Ah, but don't worry. The Marines (and surely the Air Force will soon follow) have announced they are stepping up the "values" training they give to recruits from 24 hours to 38 (by comparison, "the Army provides about 24 hours of instruction on core values and ethics, the Air Force 7 1/2 hours and the Navy about five hours."). Some of that, however, includes such all important subjects as "don't drink and drive, never sleep on guard duty, don't fraternize with officers." As for the more "serious" part of the training, this should give you some indication: "No one is prematurely judging guilt or innocence," according to Marine Corps commandant, Gen. James T. Conway.
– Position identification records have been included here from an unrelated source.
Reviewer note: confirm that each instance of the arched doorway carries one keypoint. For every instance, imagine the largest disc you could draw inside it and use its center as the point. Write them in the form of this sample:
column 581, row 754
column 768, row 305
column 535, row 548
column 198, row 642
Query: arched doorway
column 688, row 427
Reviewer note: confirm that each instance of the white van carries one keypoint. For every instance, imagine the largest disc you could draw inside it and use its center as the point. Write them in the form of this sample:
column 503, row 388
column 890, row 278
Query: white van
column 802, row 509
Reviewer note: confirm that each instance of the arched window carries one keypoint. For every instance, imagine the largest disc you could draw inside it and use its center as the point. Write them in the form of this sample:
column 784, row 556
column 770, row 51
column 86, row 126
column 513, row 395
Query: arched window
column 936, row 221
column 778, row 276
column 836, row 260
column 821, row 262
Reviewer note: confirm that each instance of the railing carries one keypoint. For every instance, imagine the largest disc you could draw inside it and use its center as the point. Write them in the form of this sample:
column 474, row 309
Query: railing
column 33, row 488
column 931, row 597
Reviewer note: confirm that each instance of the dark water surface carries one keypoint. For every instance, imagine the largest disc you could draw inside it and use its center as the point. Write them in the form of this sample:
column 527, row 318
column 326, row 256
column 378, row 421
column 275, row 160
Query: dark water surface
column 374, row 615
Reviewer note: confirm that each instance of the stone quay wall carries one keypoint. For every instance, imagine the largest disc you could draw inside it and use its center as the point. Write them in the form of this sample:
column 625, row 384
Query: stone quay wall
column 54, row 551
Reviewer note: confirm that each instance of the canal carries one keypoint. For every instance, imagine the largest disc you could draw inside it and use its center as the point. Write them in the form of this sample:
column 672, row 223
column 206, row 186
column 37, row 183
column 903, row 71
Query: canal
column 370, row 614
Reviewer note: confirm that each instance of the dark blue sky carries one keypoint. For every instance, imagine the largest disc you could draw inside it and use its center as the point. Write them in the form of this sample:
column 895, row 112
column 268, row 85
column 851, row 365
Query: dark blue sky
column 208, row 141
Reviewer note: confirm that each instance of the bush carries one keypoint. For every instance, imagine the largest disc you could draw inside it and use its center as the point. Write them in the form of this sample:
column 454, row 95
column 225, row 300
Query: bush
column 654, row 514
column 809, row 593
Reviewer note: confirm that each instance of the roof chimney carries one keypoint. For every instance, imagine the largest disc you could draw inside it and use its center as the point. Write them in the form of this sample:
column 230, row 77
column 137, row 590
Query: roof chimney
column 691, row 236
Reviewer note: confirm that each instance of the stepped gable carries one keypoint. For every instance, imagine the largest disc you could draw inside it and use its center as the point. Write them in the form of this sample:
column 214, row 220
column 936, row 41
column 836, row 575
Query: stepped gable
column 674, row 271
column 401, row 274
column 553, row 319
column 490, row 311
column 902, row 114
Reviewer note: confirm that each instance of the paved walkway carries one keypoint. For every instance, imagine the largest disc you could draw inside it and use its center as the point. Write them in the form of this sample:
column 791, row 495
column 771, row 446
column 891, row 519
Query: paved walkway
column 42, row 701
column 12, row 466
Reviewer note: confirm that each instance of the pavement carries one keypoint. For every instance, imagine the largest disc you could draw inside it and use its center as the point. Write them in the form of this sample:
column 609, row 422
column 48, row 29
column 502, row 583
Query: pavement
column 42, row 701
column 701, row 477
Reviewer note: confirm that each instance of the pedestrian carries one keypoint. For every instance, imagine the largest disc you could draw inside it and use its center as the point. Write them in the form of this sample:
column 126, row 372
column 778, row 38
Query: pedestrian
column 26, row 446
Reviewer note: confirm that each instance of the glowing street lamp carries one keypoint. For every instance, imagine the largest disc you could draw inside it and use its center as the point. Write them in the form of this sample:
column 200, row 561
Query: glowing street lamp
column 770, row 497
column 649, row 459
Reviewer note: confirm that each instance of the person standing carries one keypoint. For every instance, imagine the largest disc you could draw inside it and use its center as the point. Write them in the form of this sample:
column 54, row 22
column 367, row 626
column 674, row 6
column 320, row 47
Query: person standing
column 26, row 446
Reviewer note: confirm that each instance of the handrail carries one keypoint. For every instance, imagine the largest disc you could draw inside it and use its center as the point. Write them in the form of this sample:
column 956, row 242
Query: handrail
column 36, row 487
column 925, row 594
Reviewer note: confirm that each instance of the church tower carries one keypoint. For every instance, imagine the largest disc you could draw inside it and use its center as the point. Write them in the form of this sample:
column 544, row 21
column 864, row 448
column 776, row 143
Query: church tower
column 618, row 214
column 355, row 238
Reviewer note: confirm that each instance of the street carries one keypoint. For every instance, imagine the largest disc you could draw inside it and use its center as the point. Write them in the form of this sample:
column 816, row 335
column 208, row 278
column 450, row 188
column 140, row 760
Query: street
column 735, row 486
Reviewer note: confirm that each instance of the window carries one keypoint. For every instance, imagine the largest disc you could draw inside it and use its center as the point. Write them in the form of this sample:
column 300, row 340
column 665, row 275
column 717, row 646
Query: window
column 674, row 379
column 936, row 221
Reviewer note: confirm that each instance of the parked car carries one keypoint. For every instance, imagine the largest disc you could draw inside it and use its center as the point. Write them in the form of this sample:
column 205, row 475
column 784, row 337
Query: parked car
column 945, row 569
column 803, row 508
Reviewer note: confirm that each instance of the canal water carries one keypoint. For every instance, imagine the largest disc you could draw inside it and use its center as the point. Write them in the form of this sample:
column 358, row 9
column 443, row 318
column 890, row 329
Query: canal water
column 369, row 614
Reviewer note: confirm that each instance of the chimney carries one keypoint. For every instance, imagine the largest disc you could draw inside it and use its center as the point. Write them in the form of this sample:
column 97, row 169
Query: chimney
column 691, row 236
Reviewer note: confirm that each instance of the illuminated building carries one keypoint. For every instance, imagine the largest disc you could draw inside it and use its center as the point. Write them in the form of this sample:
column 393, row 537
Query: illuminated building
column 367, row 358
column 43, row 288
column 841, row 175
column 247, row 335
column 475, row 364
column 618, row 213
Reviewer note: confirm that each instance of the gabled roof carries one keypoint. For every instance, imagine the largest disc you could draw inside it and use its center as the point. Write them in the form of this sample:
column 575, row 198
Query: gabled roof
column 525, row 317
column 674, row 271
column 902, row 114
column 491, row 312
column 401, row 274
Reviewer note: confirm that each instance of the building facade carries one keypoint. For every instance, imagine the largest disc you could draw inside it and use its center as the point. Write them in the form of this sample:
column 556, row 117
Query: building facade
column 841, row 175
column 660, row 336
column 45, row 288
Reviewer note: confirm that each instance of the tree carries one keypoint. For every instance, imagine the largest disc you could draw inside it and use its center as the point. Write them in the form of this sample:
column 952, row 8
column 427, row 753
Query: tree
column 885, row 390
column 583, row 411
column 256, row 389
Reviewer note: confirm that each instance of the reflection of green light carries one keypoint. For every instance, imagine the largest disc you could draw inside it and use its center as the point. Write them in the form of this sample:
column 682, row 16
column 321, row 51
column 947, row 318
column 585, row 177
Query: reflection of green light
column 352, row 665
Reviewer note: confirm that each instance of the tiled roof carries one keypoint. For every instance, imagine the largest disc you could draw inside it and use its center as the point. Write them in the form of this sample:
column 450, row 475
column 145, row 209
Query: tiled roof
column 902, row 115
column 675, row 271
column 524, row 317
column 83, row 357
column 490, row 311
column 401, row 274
But alas, he wasn't talking about the standards that the Marines need to apply before killing Iraqis and Afghans, he was talking about the guilt or innocence of the Marines who committed a massacre in Haditha.
Don't worry, Gen. Conway. In the brave new world of the "Reaper," only a tiny handful of your forces will need to concern themselves with ethics. And chances even those jobs will be privatized anyway.